53 It follows that the Court lacks jurisdiction to entertain the proceedings against the second to fifth respondents.
54 Nonetheless, Mrs Eliezer appears to contend that her application to amend the originating application so as to add further causes of action may "cure" the jurisdictional difficulties alleged by the respondents with respect to her claim against these respondents. Yet the proposal to expand the claim to include new claims, even assuming that they may be brought against the second to fifth respondents, would not cure the jurisdictional problems with respect to the claims made against them under the AHRC Act for alleged breaches of the Sex Discrimination Act. As such, I consider that, there being no jurisdiction to entertain the claims presently made against these respondents, the claims against them should be summarily dismissed. Those respondents should not be required to await the possibility that Mrs Eliezer may plead presently unidentified causes of action against one or more of them which may, in turn, attract the jurisdiction of the Court against one or more of them. That would require the Court to refuse to determine the respondents' interlocutory application to this extent on a purely speculative basis.
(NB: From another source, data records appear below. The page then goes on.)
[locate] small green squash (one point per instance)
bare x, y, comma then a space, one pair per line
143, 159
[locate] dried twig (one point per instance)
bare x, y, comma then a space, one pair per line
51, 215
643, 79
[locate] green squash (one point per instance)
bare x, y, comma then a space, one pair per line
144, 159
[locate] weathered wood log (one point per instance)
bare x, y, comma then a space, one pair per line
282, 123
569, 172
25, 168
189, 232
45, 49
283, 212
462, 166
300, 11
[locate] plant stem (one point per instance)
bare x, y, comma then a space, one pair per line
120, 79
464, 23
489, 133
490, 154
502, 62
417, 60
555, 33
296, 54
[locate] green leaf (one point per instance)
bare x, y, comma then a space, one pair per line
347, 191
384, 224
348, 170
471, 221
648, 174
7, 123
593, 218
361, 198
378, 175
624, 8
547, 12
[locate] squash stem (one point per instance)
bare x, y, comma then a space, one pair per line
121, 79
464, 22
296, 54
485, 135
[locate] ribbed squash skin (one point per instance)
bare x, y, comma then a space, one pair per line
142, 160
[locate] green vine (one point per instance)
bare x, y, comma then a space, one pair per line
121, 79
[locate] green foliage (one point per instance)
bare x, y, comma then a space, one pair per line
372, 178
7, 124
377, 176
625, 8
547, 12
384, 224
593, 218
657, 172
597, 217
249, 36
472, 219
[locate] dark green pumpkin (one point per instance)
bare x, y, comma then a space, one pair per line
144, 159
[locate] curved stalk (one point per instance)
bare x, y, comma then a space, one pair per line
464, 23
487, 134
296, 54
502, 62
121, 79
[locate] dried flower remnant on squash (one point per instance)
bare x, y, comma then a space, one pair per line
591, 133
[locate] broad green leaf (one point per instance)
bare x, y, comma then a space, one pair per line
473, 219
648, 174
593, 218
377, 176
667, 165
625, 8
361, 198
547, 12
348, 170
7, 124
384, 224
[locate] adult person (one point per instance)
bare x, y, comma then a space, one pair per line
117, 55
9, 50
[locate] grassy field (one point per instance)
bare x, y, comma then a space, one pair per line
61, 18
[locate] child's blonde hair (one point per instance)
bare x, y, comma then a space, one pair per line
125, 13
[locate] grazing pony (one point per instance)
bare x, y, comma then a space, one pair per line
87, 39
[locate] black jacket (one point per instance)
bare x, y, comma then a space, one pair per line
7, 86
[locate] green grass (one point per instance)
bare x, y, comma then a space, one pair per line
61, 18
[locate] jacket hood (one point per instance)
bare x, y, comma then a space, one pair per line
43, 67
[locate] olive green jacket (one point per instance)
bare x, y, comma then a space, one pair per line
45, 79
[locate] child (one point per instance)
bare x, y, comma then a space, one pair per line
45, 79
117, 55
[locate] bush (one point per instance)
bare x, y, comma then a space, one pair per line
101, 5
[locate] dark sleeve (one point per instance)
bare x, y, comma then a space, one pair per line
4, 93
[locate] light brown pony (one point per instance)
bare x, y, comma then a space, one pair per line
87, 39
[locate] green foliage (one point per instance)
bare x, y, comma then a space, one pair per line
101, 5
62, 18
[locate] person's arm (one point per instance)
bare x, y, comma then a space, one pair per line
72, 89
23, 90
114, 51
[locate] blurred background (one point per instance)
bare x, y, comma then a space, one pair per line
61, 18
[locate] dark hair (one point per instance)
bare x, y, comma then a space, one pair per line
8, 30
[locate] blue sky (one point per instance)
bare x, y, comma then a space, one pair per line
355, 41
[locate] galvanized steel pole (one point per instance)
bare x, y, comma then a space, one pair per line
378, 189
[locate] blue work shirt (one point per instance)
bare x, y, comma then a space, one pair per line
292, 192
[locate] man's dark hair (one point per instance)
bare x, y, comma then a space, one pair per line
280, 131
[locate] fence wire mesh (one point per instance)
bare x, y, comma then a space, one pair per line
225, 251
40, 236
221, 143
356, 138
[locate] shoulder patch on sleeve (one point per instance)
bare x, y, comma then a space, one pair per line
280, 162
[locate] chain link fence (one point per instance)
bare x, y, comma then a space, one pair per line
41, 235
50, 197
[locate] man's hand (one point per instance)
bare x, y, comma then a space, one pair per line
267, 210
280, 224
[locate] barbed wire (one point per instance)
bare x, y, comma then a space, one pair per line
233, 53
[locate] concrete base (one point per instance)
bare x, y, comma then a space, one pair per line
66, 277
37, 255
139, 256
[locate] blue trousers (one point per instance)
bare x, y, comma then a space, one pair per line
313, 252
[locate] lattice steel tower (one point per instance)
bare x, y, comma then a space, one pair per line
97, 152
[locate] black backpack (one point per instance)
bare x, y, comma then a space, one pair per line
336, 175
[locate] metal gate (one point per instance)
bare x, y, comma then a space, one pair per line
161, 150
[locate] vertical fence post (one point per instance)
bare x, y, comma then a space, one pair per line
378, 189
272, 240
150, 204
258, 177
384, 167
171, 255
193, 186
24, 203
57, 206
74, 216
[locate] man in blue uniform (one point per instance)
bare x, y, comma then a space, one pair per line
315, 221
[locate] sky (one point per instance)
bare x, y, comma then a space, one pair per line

55 Moreover, if, in referring to a possible claim for disability discrimination, Mrs Eliezer proposes to make a claim under the AHRC Act for an alleged contravention of the Disability Discrimination Act, it would be a necessary precondition to the making of such a claim that Mrs Eliezer have first lodged a complaint with the Commission against the respondents which has, in turn, been terminated: see at [41]-[50] above. No evidence has been led to suggest that any such claim has been made, let alone terminated. As such, there would be no jurisdiction at this stage to entertain any such claim in this proceedings or otherwise.
56 It follows that the application must be dismissed as against the second to fifth respondents on the ground that the applicant has no reasonable prospect of successfully prosecuting the proceeding for the reason that the Court plainly lacks jurisdiction to entertain it as against these respondents.